You can directly use a ProcessLLM
as the generator
or labeller
in a Pipeline
. Apart from that, there would be situations in which you would like to generate texts using several LLM
s in parallel. For this purpose, we provide the LLMPool
class:
from distilabel.tasks import TextGenerationTask, Task
from distilabel.llm import ProcessLLM, LLM, LLMPool
def load_gpt_3(task: Task) -> LLM:
from distilabel.llm import OpenAILLM
return OpenAILLM(
model="gpt-3.5-turbo",
task=task,
num_threads=4,
)
def load_gpt_4(task: Task) -> LLM:
from distilabel.llm import OpenAILLM
return OpenAILLM(
model="gpt-4",
task=task,
num_threads=4,
)
pool = LLMPool(llms=[
ProcessLLM(task=TextGenerationTask(), load_llm_fn=load_gpt_3),
ProcessLLM(task=TextGenerationTask(), load_llm_fn=load_gpt_4),
])
result = pool.generate(
inputs=[{"input": "Write a letter for Bob"}], num_generations=2
)
pool.teardown()
# >>> print(result[0][0]["parsed_output"]["generations"], end="\n\n\n\n\n\n---->")
# Dear Bob,
# I hope this letter finds you in good health and high spirits. I know it's been a while since we last caught up, and I wanted to take the time to connect and share a few updates.

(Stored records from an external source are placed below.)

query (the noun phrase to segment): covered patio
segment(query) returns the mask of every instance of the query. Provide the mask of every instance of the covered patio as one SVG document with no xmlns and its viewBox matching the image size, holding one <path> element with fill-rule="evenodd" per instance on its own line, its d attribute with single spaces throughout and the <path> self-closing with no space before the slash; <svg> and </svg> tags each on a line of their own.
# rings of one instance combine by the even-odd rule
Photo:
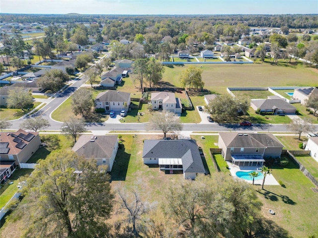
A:
<svg viewBox="0 0 318 238">
<path fill-rule="evenodd" d="M 262 166 L 265 162 L 263 156 L 258 155 L 232 155 L 231 163 L 233 165 L 240 166 L 242 162 L 243 166 Z"/>
<path fill-rule="evenodd" d="M 182 170 L 182 160 L 181 159 L 159 159 L 160 170 Z"/>
</svg>

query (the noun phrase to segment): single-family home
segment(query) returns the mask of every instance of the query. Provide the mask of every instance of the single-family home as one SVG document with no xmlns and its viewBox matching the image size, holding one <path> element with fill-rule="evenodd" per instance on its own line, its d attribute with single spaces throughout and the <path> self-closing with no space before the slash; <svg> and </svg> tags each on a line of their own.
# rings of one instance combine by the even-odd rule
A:
<svg viewBox="0 0 318 238">
<path fill-rule="evenodd" d="M 203 59 L 213 59 L 214 53 L 210 50 L 205 50 L 201 52 L 201 57 Z"/>
<path fill-rule="evenodd" d="M 280 157 L 284 147 L 270 133 L 220 132 L 219 135 L 218 145 L 222 149 L 222 156 L 238 166 L 262 165 L 266 158 Z"/>
<path fill-rule="evenodd" d="M 124 60 L 116 60 L 114 61 L 115 66 L 119 68 L 130 68 L 133 60 L 125 59 Z"/>
<path fill-rule="evenodd" d="M 224 44 L 227 46 L 233 46 L 234 45 L 234 42 L 232 41 L 226 41 L 224 42 Z"/>
<path fill-rule="evenodd" d="M 182 171 L 185 179 L 194 179 L 205 173 L 194 140 L 145 140 L 143 160 L 144 164 L 159 165 L 160 170 L 170 174 Z"/>
<path fill-rule="evenodd" d="M 128 45 L 130 43 L 130 42 L 128 40 L 126 40 L 126 39 L 123 39 L 122 40 L 121 40 L 120 41 L 119 41 L 119 42 L 120 42 L 121 44 L 123 44 L 124 45 Z"/>
<path fill-rule="evenodd" d="M 123 73 L 124 71 L 128 71 L 127 68 L 119 68 L 116 67 L 111 70 L 104 73 L 101 76 L 102 80 L 109 78 L 115 81 L 115 84 L 119 84 L 123 79 Z"/>
<path fill-rule="evenodd" d="M 274 114 L 295 114 L 296 108 L 286 101 L 280 99 L 253 99 L 250 106 L 254 110 Z"/>
<path fill-rule="evenodd" d="M 90 47 L 91 49 L 96 51 L 102 51 L 103 49 L 105 47 L 105 45 L 100 43 L 96 43 L 95 45 L 93 45 Z"/>
<path fill-rule="evenodd" d="M 0 106 L 6 106 L 6 100 L 9 96 L 9 88 L 7 86 L 0 88 Z"/>
<path fill-rule="evenodd" d="M 310 150 L 310 155 L 318 162 L 318 137 L 309 137 L 305 149 Z"/>
<path fill-rule="evenodd" d="M 256 50 L 255 48 L 253 49 L 246 49 L 245 50 L 245 56 L 248 57 L 249 58 L 253 58 L 255 57 L 255 52 Z"/>
<path fill-rule="evenodd" d="M 181 100 L 175 97 L 174 93 L 152 93 L 151 101 L 154 110 L 168 110 L 174 113 L 181 113 L 182 110 Z"/>
<path fill-rule="evenodd" d="M 211 101 L 213 101 L 216 98 L 219 97 L 220 97 L 220 95 L 218 95 L 217 94 L 207 94 L 204 95 L 204 101 L 205 103 L 207 104 L 207 105 L 208 105 Z"/>
<path fill-rule="evenodd" d="M 66 73 L 66 68 L 72 68 L 75 69 L 75 60 L 63 60 L 62 62 L 52 65 L 51 68 L 52 69 L 59 69 Z"/>
<path fill-rule="evenodd" d="M 127 110 L 130 104 L 130 93 L 109 90 L 99 93 L 95 99 L 95 108 L 104 108 L 107 112 Z"/>
<path fill-rule="evenodd" d="M 222 45 L 218 44 L 214 47 L 213 50 L 214 51 L 221 51 L 221 50 L 222 49 L 223 46 L 222 46 Z"/>
<path fill-rule="evenodd" d="M 20 129 L 15 132 L 0 132 L 0 161 L 26 163 L 41 146 L 39 132 Z"/>
<path fill-rule="evenodd" d="M 246 38 L 241 39 L 240 40 L 238 40 L 238 45 L 241 45 L 242 46 L 245 46 L 247 45 L 249 45 L 250 43 L 250 41 Z"/>
<path fill-rule="evenodd" d="M 179 59 L 187 59 L 190 58 L 190 53 L 188 51 L 183 50 L 178 52 L 178 58 Z"/>
<path fill-rule="evenodd" d="M 318 87 L 308 87 L 295 89 L 293 99 L 300 100 L 302 104 L 306 104 L 311 97 L 318 97 Z"/>
<path fill-rule="evenodd" d="M 118 149 L 117 137 L 116 135 L 82 135 L 72 150 L 86 159 L 95 159 L 97 165 L 107 165 L 107 171 L 110 172 Z"/>
</svg>

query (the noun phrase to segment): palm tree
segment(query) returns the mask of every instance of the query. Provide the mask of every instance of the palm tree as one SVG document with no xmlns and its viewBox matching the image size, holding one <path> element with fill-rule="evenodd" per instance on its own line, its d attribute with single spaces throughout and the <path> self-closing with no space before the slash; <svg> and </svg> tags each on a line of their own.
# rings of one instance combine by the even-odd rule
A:
<svg viewBox="0 0 318 238">
<path fill-rule="evenodd" d="M 266 167 L 265 166 L 263 165 L 260 168 L 260 171 L 263 175 L 264 176 L 264 178 L 263 178 L 263 183 L 262 183 L 262 189 L 264 189 L 264 183 L 265 182 L 265 178 L 266 177 L 266 175 L 270 174 L 270 171 L 269 169 Z"/>
<path fill-rule="evenodd" d="M 252 178 L 253 178 L 253 183 L 252 183 L 253 185 L 254 185 L 254 179 L 256 177 L 258 176 L 259 175 L 259 172 L 258 172 L 257 171 L 252 171 L 249 174 L 248 174 L 248 175 L 250 176 L 250 177 Z"/>
</svg>

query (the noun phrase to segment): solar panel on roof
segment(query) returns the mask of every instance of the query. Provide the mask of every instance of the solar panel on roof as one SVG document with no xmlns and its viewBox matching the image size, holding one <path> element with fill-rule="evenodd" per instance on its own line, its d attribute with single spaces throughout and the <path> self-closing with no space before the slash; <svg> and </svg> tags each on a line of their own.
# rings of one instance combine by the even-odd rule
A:
<svg viewBox="0 0 318 238">
<path fill-rule="evenodd" d="M 16 148 L 18 148 L 22 150 L 23 148 L 24 148 L 24 146 L 25 146 L 26 145 L 26 144 L 25 144 L 23 141 L 21 141 L 21 142 L 18 143 L 16 144 L 16 145 L 15 146 L 15 147 Z"/>
<path fill-rule="evenodd" d="M 0 148 L 0 154 L 7 154 L 10 150 L 9 148 Z"/>
<path fill-rule="evenodd" d="M 33 138 L 34 138 L 35 136 L 34 135 L 33 135 L 33 134 L 31 134 L 31 133 L 29 133 L 27 135 L 26 135 L 25 136 L 25 137 L 24 137 L 24 140 L 26 140 L 26 141 L 30 141 Z"/>
<path fill-rule="evenodd" d="M 0 142 L 0 148 L 6 148 L 9 145 L 8 142 Z"/>
<path fill-rule="evenodd" d="M 20 141 L 22 141 L 22 139 L 21 139 L 20 138 L 15 137 L 13 139 L 13 141 L 14 141 L 15 142 L 16 142 L 16 143 L 19 143 Z"/>
<path fill-rule="evenodd" d="M 20 138 L 22 138 L 22 139 L 24 139 L 26 135 L 25 135 L 23 133 L 20 133 L 18 135 L 18 137 L 20 137 Z"/>
</svg>

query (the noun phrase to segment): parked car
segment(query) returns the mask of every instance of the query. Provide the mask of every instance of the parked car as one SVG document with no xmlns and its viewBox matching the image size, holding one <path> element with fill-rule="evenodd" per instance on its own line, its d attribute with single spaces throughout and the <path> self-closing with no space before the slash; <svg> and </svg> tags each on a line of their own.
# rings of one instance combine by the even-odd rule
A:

# Life has been keeping me pretty busy lately. [Provide a brief overview of what you've been up to: work, school, family, hobbies, etc.]

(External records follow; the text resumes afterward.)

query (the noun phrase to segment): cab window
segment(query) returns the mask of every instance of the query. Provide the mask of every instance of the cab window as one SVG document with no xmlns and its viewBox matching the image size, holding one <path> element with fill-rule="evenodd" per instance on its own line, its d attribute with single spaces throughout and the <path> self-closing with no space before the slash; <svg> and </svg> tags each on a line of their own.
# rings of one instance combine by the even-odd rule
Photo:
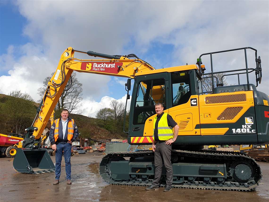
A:
<svg viewBox="0 0 269 202">
<path fill-rule="evenodd" d="M 155 113 L 155 105 L 160 102 L 165 105 L 165 79 L 143 81 L 140 83 L 137 91 L 133 124 L 144 123 L 148 118 Z"/>
<path fill-rule="evenodd" d="M 186 103 L 191 96 L 188 71 L 173 72 L 171 77 L 173 106 Z"/>
</svg>

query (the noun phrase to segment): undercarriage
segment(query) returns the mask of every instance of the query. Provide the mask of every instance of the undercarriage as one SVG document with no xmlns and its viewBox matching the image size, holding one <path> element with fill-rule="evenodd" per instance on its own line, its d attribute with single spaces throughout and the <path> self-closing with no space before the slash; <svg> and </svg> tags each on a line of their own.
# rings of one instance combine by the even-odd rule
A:
<svg viewBox="0 0 269 202">
<path fill-rule="evenodd" d="M 109 183 L 148 186 L 154 178 L 154 153 L 152 151 L 109 154 L 100 163 L 100 173 Z M 244 153 L 200 150 L 172 150 L 173 187 L 250 191 L 258 185 L 259 165 Z M 160 186 L 165 184 L 162 168 Z"/>
</svg>

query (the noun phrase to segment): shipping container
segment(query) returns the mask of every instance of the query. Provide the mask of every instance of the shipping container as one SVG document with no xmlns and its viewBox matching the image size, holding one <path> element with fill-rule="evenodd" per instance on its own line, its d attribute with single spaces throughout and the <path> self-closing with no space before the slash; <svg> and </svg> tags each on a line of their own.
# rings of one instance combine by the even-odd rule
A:
<svg viewBox="0 0 269 202">
<path fill-rule="evenodd" d="M 73 146 L 78 146 L 80 144 L 80 142 L 77 141 L 75 141 L 72 143 L 72 145 Z"/>
<path fill-rule="evenodd" d="M 148 150 L 152 147 L 150 145 L 131 145 L 128 142 L 107 142 L 106 144 L 105 154 L 114 152 L 123 152 L 127 151 L 134 151 L 135 150 Z"/>
</svg>

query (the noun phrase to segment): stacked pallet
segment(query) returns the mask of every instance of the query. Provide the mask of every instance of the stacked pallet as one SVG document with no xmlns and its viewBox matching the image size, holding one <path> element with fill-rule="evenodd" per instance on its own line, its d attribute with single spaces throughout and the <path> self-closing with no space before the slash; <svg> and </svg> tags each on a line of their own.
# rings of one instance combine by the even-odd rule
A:
<svg viewBox="0 0 269 202">
<path fill-rule="evenodd" d="M 269 148 L 252 148 L 245 152 L 256 161 L 269 162 Z"/>
</svg>

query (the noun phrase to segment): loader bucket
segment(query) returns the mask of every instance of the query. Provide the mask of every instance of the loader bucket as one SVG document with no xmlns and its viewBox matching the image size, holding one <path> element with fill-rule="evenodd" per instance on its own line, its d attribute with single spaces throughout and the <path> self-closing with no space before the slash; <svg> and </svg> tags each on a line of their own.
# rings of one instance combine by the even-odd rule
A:
<svg viewBox="0 0 269 202">
<path fill-rule="evenodd" d="M 17 149 L 13 168 L 19 173 L 38 174 L 55 172 L 55 166 L 45 148 Z"/>
</svg>

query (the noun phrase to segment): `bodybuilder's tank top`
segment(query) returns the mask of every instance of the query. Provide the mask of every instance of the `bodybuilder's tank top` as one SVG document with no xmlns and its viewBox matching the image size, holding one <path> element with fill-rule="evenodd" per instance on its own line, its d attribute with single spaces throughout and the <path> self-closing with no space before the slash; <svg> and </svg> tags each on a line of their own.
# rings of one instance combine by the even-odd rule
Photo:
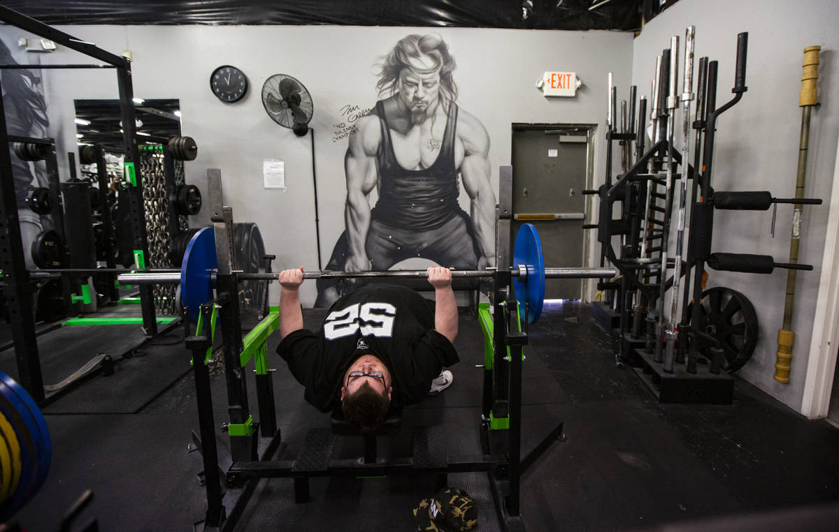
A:
<svg viewBox="0 0 839 532">
<path fill-rule="evenodd" d="M 373 219 L 399 229 L 427 230 L 440 227 L 461 211 L 455 168 L 457 106 L 449 104 L 436 160 L 420 170 L 406 170 L 397 162 L 382 101 L 376 102 L 376 114 L 382 128 L 382 142 L 376 155 L 380 189 Z"/>
</svg>

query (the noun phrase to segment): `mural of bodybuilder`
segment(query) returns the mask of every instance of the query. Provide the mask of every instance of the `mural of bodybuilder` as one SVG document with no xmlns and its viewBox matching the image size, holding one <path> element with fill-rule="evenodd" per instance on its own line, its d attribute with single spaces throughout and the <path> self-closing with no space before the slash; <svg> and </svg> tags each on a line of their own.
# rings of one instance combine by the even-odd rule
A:
<svg viewBox="0 0 839 532">
<path fill-rule="evenodd" d="M 346 230 L 327 270 L 388 270 L 411 257 L 458 270 L 494 266 L 489 136 L 456 103 L 456 66 L 437 35 L 408 35 L 384 56 L 376 85 L 384 98 L 350 135 Z M 457 202 L 461 181 L 471 216 Z M 329 306 L 350 286 L 317 284 L 315 307 Z"/>
<path fill-rule="evenodd" d="M 0 64 L 18 64 L 3 40 L 0 40 Z M 40 77 L 34 71 L 23 69 L 3 70 L 0 76 L 8 134 L 36 138 L 46 137 L 50 121 Z M 11 152 L 11 145 L 8 149 Z M 31 268 L 34 267 L 30 251 L 32 240 L 42 230 L 50 229 L 44 226 L 44 222 L 50 222 L 48 219 L 42 220 L 32 212 L 27 207 L 25 199 L 34 188 L 47 186 L 46 168 L 43 162 L 21 161 L 13 152 L 11 152 L 11 158 L 23 255 L 27 266 Z"/>
</svg>

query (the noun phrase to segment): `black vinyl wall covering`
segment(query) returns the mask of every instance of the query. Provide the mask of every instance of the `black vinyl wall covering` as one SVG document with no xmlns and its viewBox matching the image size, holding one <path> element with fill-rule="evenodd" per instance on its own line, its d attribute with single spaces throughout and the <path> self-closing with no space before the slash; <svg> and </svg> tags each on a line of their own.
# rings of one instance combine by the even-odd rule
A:
<svg viewBox="0 0 839 532">
<path fill-rule="evenodd" d="M 50 25 L 336 24 L 529 29 L 641 27 L 644 0 L 11 0 Z M 526 17 L 524 15 L 527 14 Z"/>
</svg>

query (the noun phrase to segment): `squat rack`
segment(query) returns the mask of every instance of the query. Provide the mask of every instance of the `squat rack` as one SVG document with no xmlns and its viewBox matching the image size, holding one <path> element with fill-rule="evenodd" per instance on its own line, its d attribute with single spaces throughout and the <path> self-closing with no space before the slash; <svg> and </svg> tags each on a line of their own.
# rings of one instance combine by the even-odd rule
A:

# I've often found myself reminiscing about the good old days, like when we [include a memorable moment or shared experience with Bob].
# >>> print(result[0][1]["parsed_output"]["generations"])
# Of course, I'd be happy to draft a sample letter for you. However, I would need some additional
# information including who "Bob" is, the subject matter of the letter, the tone (formal or informal),
# and any specific details or points you'd like to include. Please provide some more context and I'll do my best to assist you.